SÃO PAULO, SP (FOLHAPRESS) - A aluna da USP Alicia Dudy Muller Veiga, 25, suspeita de desviar quase R$ 1 milhão da festa de formatura da sua turma da Faculdade de Medicina, aparece como beneficiária de R$ 3.000 do Auxílio Emergencial.
Ela recebeu a ajuda, criada no governo de Jair Bolsonaro (PL) para reduzir os danos sociais da Covid-19, durante cinco meses, entre junho e novembro de 2020. O valor não foi devolvido à União.
Além disso, em setembro do ano passado, Veiga abriu uma empresa com capital de R$ 1 enquadrada como MEI (Micrompreendedor Individual). De acordo com a Receita Federal, a empresa ainda está com CNPJ ativo.
Veiga foi aprovada no curso de farmácia, em 2017, mas decidiu estudar por mais um ano. Em 2018, ela passou no vestibular para medicina da USP, um dos cursos mais concorridos do país. Após a aprovação, em entrevista ao jornal da universidade, ela afirmou que se interessava pela área de cirurgia.
"É muito sensível, delicado e desafiador", disse ela na ocasião. Em outro depoimento, colhido pelo cursinho Poliedro, ela disse que tinha um sentimento de compensação por ter conseguido ingressar na USP.
"É como se todo o tempo que você gastou fazendo simulado, aula, parece que aquilo não foi nada comparado com o dia que você vê o seu nome na lista", afirmou.
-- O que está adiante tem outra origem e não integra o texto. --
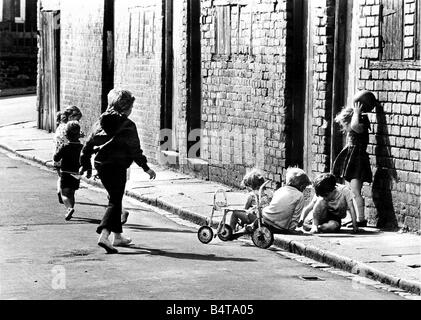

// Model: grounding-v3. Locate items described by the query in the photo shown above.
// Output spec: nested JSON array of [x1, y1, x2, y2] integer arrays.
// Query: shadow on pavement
[[124, 224, 196, 233], [76, 201, 152, 212], [118, 245, 256, 262], [316, 229, 381, 238], [70, 217, 101, 224]]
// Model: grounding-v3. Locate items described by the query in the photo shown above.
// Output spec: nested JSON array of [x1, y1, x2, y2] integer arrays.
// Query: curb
[[0, 143, 421, 295]]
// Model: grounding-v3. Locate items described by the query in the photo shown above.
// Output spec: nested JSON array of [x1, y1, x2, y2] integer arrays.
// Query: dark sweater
[[80, 111, 149, 171], [54, 142, 82, 173]]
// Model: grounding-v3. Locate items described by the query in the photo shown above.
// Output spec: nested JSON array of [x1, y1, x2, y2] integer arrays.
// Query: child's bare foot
[[57, 192, 63, 204], [309, 226, 319, 234], [113, 236, 132, 247], [64, 208, 75, 221], [121, 210, 129, 225]]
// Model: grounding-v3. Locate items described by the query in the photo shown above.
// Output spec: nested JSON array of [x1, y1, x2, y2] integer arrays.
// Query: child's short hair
[[241, 169, 265, 190], [313, 173, 336, 197], [65, 120, 80, 141], [285, 167, 311, 190], [107, 89, 135, 113], [57, 106, 82, 123], [335, 107, 354, 126]]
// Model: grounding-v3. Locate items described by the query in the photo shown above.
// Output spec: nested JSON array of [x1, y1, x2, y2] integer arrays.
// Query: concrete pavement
[[0, 104, 421, 295]]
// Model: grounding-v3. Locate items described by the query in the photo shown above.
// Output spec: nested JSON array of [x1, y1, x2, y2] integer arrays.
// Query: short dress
[[333, 115, 373, 183], [54, 142, 82, 190]]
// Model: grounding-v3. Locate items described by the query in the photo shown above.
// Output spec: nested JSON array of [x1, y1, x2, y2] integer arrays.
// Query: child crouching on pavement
[[54, 120, 82, 220], [229, 169, 268, 233], [300, 173, 358, 233], [262, 167, 311, 233]]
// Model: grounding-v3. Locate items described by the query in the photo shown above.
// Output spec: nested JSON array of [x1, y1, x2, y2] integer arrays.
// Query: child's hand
[[353, 102, 363, 114], [146, 169, 156, 180], [79, 167, 92, 179], [309, 226, 319, 233]]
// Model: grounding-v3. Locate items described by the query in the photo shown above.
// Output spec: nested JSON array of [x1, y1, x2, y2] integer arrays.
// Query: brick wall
[[38, 0, 104, 132], [358, 0, 421, 230], [310, 0, 335, 174], [60, 0, 104, 132], [201, 1, 287, 185]]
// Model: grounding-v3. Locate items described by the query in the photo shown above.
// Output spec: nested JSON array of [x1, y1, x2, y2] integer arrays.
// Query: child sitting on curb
[[263, 167, 311, 233], [54, 120, 82, 220], [229, 169, 268, 233], [300, 173, 358, 233]]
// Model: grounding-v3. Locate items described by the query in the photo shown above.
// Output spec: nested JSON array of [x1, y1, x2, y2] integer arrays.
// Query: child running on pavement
[[262, 167, 311, 233], [54, 120, 82, 220], [300, 173, 358, 233], [53, 106, 83, 203]]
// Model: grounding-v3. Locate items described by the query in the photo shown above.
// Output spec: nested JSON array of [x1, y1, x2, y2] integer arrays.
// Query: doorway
[[101, 0, 114, 113], [330, 0, 360, 168], [286, 0, 310, 168], [161, 0, 175, 151], [38, 10, 60, 132], [186, 0, 202, 158]]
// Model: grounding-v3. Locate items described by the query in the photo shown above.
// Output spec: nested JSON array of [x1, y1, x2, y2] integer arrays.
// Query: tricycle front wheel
[[218, 224, 232, 241], [251, 226, 273, 249], [197, 226, 213, 244]]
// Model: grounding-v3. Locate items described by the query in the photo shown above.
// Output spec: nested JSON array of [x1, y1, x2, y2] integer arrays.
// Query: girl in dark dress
[[79, 89, 156, 253], [333, 102, 372, 227], [54, 120, 82, 220]]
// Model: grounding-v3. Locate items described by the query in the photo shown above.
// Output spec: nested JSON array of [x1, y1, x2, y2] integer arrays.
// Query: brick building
[[38, 0, 421, 230], [0, 0, 37, 95]]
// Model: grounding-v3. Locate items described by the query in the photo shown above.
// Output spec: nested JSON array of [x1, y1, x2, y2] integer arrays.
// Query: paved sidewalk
[[0, 122, 421, 295]]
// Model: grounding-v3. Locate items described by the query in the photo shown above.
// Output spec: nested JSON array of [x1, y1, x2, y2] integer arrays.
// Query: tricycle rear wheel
[[197, 226, 213, 244], [251, 226, 273, 249], [218, 224, 232, 241]]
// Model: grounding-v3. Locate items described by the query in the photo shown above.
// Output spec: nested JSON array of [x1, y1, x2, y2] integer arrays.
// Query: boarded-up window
[[415, 0, 421, 60], [381, 0, 404, 60], [215, 5, 231, 55], [127, 7, 155, 56]]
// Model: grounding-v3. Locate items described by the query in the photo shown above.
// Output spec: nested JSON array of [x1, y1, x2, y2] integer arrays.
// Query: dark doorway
[[161, 0, 173, 151], [187, 0, 202, 158], [286, 0, 308, 168], [330, 0, 351, 169], [101, 0, 114, 112], [38, 10, 60, 132]]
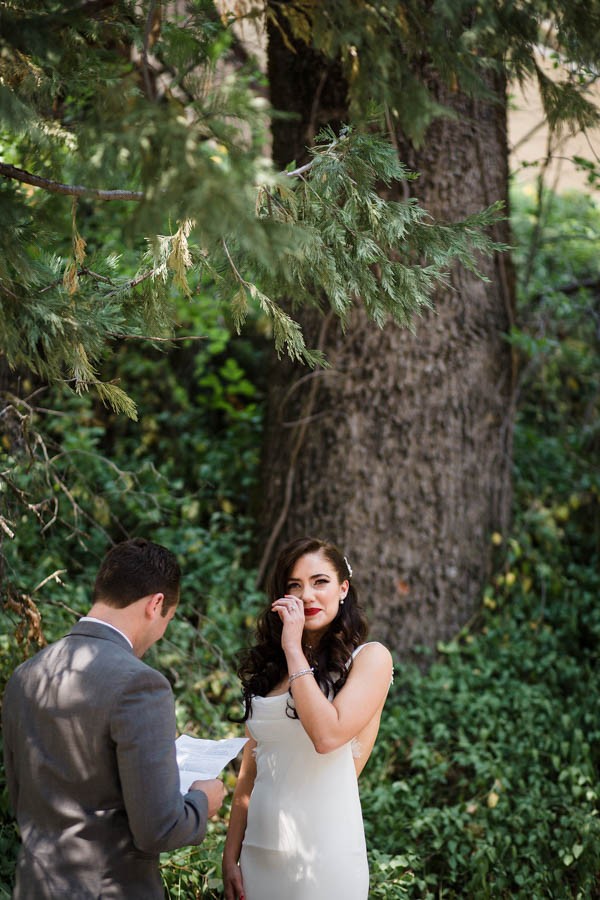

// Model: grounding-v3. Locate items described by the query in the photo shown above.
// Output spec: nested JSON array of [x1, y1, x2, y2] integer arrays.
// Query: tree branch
[[0, 163, 144, 202]]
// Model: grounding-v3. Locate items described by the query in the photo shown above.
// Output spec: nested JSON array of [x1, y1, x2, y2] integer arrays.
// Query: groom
[[2, 540, 223, 900]]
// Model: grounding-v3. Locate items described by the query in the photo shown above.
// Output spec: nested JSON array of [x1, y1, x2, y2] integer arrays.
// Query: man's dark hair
[[93, 538, 181, 615]]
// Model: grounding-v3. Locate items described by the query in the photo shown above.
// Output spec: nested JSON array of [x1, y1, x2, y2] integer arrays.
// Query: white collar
[[79, 616, 133, 650]]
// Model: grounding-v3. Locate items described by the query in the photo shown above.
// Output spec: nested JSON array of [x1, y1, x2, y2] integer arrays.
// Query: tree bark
[[255, 17, 514, 655]]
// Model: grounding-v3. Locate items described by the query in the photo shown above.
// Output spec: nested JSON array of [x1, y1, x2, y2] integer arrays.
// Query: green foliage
[[0, 0, 506, 417], [274, 0, 600, 145], [354, 186, 600, 898]]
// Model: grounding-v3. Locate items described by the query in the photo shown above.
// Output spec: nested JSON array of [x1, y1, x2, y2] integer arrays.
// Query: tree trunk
[[260, 19, 513, 655]]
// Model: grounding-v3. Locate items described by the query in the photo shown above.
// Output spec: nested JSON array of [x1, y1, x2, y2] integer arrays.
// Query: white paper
[[175, 734, 248, 794]]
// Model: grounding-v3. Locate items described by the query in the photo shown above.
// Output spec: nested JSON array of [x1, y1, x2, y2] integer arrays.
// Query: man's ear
[[145, 592, 165, 619]]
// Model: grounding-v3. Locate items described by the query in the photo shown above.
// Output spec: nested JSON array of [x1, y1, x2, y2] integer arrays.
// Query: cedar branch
[[0, 163, 144, 201]]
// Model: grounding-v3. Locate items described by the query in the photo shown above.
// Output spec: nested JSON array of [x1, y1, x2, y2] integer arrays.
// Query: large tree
[[254, 0, 600, 651], [0, 0, 502, 620]]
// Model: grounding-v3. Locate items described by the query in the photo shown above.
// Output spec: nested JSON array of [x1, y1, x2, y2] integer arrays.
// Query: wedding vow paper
[[175, 734, 248, 794]]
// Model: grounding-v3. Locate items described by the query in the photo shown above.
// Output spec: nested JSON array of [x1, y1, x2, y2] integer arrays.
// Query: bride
[[223, 538, 392, 900]]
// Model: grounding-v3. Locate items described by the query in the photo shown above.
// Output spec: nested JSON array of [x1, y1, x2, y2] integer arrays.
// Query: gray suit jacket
[[2, 622, 208, 900]]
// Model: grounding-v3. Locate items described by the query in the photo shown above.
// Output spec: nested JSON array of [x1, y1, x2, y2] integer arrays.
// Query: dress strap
[[346, 643, 368, 668]]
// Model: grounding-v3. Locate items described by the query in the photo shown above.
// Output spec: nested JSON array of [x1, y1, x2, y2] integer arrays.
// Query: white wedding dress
[[240, 647, 369, 900]]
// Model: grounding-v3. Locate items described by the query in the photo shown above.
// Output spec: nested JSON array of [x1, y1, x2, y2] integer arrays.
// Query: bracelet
[[288, 666, 315, 687]]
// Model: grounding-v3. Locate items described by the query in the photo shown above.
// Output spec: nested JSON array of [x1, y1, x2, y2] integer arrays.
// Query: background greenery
[[0, 181, 600, 900]]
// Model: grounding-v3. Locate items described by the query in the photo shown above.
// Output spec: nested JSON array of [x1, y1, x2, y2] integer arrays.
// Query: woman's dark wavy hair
[[238, 537, 369, 722]]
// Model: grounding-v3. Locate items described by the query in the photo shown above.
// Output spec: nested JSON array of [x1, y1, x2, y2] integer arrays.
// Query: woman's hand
[[271, 594, 304, 652], [223, 858, 244, 900]]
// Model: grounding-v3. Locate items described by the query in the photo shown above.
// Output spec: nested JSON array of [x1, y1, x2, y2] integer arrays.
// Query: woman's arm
[[286, 643, 392, 753], [223, 726, 256, 900]]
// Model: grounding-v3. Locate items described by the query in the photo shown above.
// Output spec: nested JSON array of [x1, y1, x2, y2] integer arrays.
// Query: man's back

De acordo com o seu perfil na plataforma acadêmica Lattes, ela fez ensino médio na Escola Técnica Estadual Getúlio Vargas, localizada no bairro do Ipiranga, na região central de São Paulo.
Aluna do sexto ano, Veiga também aparece na lista dos estudantes que receberam orientação da cardiologista Ludhmila Hajjar, diretora da unidade de cardio-oncologia do Incor (Instituto do Coração) do Hospital das Clínicas da USP que em março de 2021 recusou o convite para ser ministra da Saúde do governo Bolsonaro.
Procurada, Hajjar disse que não comentaria o caso da estudante.
A reportagem entrou em contato com Veiga nesta quarta-feira (18), mas ela afirmou que não falaria com a imprensa. A reportagem também a procurou em sua casa, na terça, e ela disse que não atenderia. Alunos da USP afirmam que também foram orientados juridicamente a não dar declaração sobre o fato.
Um estudante de medicina da USP, que tinha pagado pela formatura e pediu para não ser identificado, afirmou que Veiga é uma pessoa "normal" e "simpática".
Veiga era presidente da comissão de formatura. Aos colegas, em um grupo de WhatsApp, ela afirmou ter investido cerca de R$ 800 mil do fundo no Sentinel Bank, uma corretora de investimentos. A estudante diz ter sofrido um golpe e perdido todo o dinheiro e gasto o restante, cerca de R$ 120 mil, com advogados para tentar reaver os valores.
"Estou escrevendo para dizer que não temos dinheiro. Com toda a dor, culpa e arrependimento que vocês podem imaginar", diz a mensagem da estudante enviada no grupo.
Nota assinada pelos alunos da comissão afirma que a suspeita descumpriu "o Estatuto ao movimentar esse montante sem a assinatura de nenhum outro membro e transferindo-o a uma conta pessoal sua" e que "a atitude não representa moral e eticamente a postura dos demais membros desta comissão e os mais de 110 alunos aderidos".
Em geral, para aderir à formatura, alunos desembolsavam cerca de R$ 12 mil -quem comprovasse baixa renda pagava R$ 6.000.
O caso está sendo apurado pelo Deic (Delegacia Especializada em Investigações Criminais) de São Bernardo do Campo (Grande SP). A estudante já era alvo de investigação por suspeita de tentativa de golpe em uma lotérica.
De acordo com informações do Coaf (Conselho de Controle de Atividades Financeiras) fornecidas à Polícia Civil, ela ganhou sete vezes na loteria entre abril e julho de 2022 -ela apostou ao menos R$ 397 mil e ganhou R$ 366 mil em prêmios.
Na terça, a delegada responsável pelo caso afirmou que apura ainda se Veiga agiu sozinha ou se teve ajuda de outras pessoas e disse que "tudo indica" que a suspeita tenha usado o dinheiro do fundo de formatura para fazer as apostas.
Por meio de nota publicada nas redes sociais, a Faculdade de Medicina da USP afirmou que os fatos estão sendo apurados e que a diretoria está apoiando na orientação aos alunos envolvidos.
A reportagem tentou contato com a Sentinel Bank, mas não obteve retorno. O site da empresa estava fora do ar nesta quarta.